French lawmakers have passed a bill that will significantly improve the issue of food waste. Its main targets are big supermarkets who destroy gigantic amounts of food that cannot be sold, but that could still be eaten. From now on, they will be obligated to donate this type of food to various charities and animal protection organizations.
This bill proposed by Guillaume Garot, the Socialist Deputy, has received unanimous votes from the National Assembly on Thursday, and has therefore passed with flying colors, in the hope that it will be instituted as quickly as possible.
“It’s scandalous to see bleach being poured into supermarket dustbins along with edible foods.”, said Guillaume Garot.
One of the most important issues covered by this bill is the fact that supermarkets deliberately spoiling food is strictly forbidden. Supermarkets used to make sure that the food they threw away was not edible at that point so as to make sure that it is not stolen from their bin. One of the most common methods was to poor detergents and chemicals over it.
Instead of this wasteful practice, they will henceforth be required to have contracts with various charity organizations, that put the food that would otherwise just be destroyed to extremely good use.
There are very many factors that may compel a supermarket to retract various kinds of products from its shelves. For instance, food and vegetables that did not meet the physical criteria required for the products that can be sold used to be thrown away.
This meant that because they might have had a few bumps and bruises here and there, they would have been destroyed, despite the fact that they were perfectly edible. From now on, these fruit and vegetables could be donated to places like soup kitchens, that use a large amount of food at once, and could therefore be put to good use.
Another example would be all the food whose expiration date is approaching soon . Some of them get retracted even one or more days before they actually expire. Now, instead of being wasted, they can make their way into the hands of people who desperately need them.
Strict boundaries will obviously have to be instated, so that the transportation time of the food be as short as possible, ensuring it a better longevity. There is a great possibility that the proximity between the supermarkets and the various charities will play a key role in how the contracts will be made.

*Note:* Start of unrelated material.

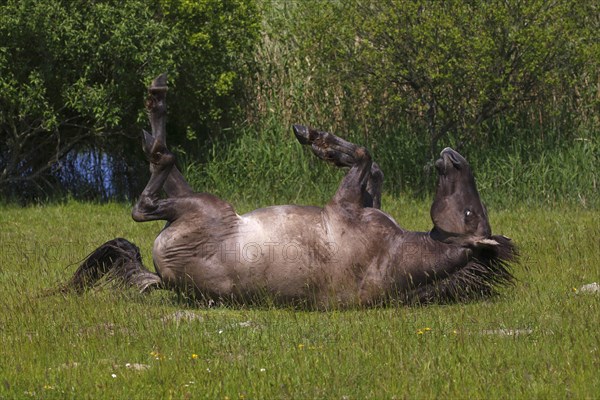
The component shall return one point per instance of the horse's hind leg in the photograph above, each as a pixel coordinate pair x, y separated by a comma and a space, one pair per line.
342, 153
175, 185
162, 163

Furthermore, there is also a timeline in which this whole endeavor needs to be set up. By July 2015, the supermarkets who do not have contracts that ensure that their food is put to good use will have to pay fines as high as £53,000. In the case that they refuse to comply, there is even penitence by jail time stipulated in the new law.
In addition to the new responsibilities that large-scale supermarkets will have to face, the bill also includes plans to lower individual food waste that feature awareness campaigns and programs that will conducted in schools and various companies.
Reducing food waste is a concern that every country should have, as it is one of the key issues of our generation, because it has a multitude of implications on both food production companies and the environment, as it contributes to climate change.